What's the best measure of how much a value changes? From a car, I get a value every second for accelerator pedal, from 0 to 100%. When you don't touch it, it reports 0%, and when you kick it to the max, that is 100%.
I want to calculate how much change there is in this value. It will be one of many  indicators of how you drive (how aggressively). 
The best I have so far, is to calculate the average absolute value of the change from one reading to the next. 
I am sure statistics offer something better, but I don't know what. 
My reasoning is that variance is not relevant. What I want is more like the total work you do on the pedal divided by how long the trip is. 

When posting this, I have to specify tags. When writing "change", autofill suggest "change scores". Is that something I should look into?

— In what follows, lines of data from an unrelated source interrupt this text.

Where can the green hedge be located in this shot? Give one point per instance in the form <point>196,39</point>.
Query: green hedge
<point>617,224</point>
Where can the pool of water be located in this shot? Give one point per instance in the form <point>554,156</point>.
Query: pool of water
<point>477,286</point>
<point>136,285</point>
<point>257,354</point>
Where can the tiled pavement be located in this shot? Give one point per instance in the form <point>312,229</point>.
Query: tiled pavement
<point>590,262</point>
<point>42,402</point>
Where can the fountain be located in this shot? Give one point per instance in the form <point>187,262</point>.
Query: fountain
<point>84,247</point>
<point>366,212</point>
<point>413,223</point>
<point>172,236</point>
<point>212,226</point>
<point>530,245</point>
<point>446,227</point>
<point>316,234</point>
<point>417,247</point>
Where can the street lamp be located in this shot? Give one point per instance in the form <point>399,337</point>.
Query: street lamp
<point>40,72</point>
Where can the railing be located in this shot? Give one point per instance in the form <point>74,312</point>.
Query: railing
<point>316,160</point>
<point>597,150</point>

 A: Average absolute value from one reading to the next is potentially a very good measure of volatility.  You might consider whether a 1 second interval is optimal, vs. computing successive changes after averaging over, say, 3s intervals.  Other useful summaries might include the maximum acceleration over a long time period, and the 0.9 quantile of the 0-100 acceleration measurements.  But it would be nice to have data on break usage, depending on what your real unstated goal is.

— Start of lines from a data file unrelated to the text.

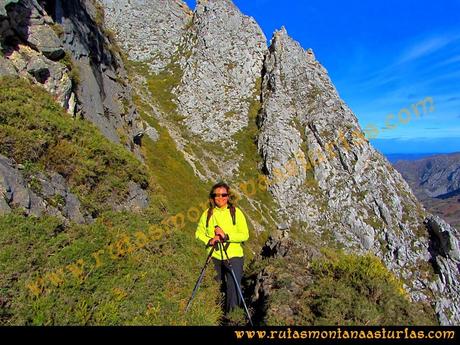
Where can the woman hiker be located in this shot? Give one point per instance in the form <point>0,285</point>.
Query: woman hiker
<point>223,226</point>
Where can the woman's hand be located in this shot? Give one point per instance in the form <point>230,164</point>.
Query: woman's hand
<point>212,242</point>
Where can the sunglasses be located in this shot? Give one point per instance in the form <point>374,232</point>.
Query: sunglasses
<point>214,195</point>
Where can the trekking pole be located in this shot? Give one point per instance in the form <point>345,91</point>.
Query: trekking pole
<point>200,278</point>
<point>238,288</point>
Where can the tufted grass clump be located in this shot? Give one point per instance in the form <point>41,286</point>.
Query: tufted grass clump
<point>36,132</point>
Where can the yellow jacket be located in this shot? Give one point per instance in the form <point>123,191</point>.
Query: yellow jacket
<point>237,233</point>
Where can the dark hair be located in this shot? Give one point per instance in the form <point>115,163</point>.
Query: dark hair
<point>221,184</point>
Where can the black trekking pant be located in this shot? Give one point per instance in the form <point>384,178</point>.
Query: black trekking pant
<point>224,275</point>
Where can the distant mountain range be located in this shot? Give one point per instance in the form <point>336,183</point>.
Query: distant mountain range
<point>435,180</point>
<point>394,157</point>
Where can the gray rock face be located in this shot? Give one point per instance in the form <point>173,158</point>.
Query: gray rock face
<point>103,98</point>
<point>219,77</point>
<point>32,25</point>
<point>326,176</point>
<point>51,195</point>
<point>14,192</point>
<point>27,22</point>
<point>163,24</point>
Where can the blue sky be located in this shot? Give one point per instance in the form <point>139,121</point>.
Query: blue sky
<point>383,57</point>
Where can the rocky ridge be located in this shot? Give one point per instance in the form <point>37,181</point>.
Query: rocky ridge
<point>325,176</point>
<point>64,47</point>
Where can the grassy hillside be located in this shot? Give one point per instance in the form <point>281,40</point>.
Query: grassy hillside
<point>125,268</point>
<point>139,268</point>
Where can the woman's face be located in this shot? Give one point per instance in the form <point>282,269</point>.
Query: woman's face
<point>220,196</point>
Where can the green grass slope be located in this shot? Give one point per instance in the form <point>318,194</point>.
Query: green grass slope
<point>124,268</point>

A: There are two analogous areas in which you may be able to find pre-existing formulae. 
Water level measurements over time: it seems you are truly seeking a measurement similar to the most common water level over a given time period. Farming and geological sites will have loads of equations related to that for you to convert easily. 
The second one is network bandwidth billing. A common billing measure is to take the 90th %ile of of average usage as the billable amount. This allows for the exclusion of brief spikes throughout a given time period. 
Asking the web about water levels over time, or bandwidth utilization measurements should yield you a lot of substantial results.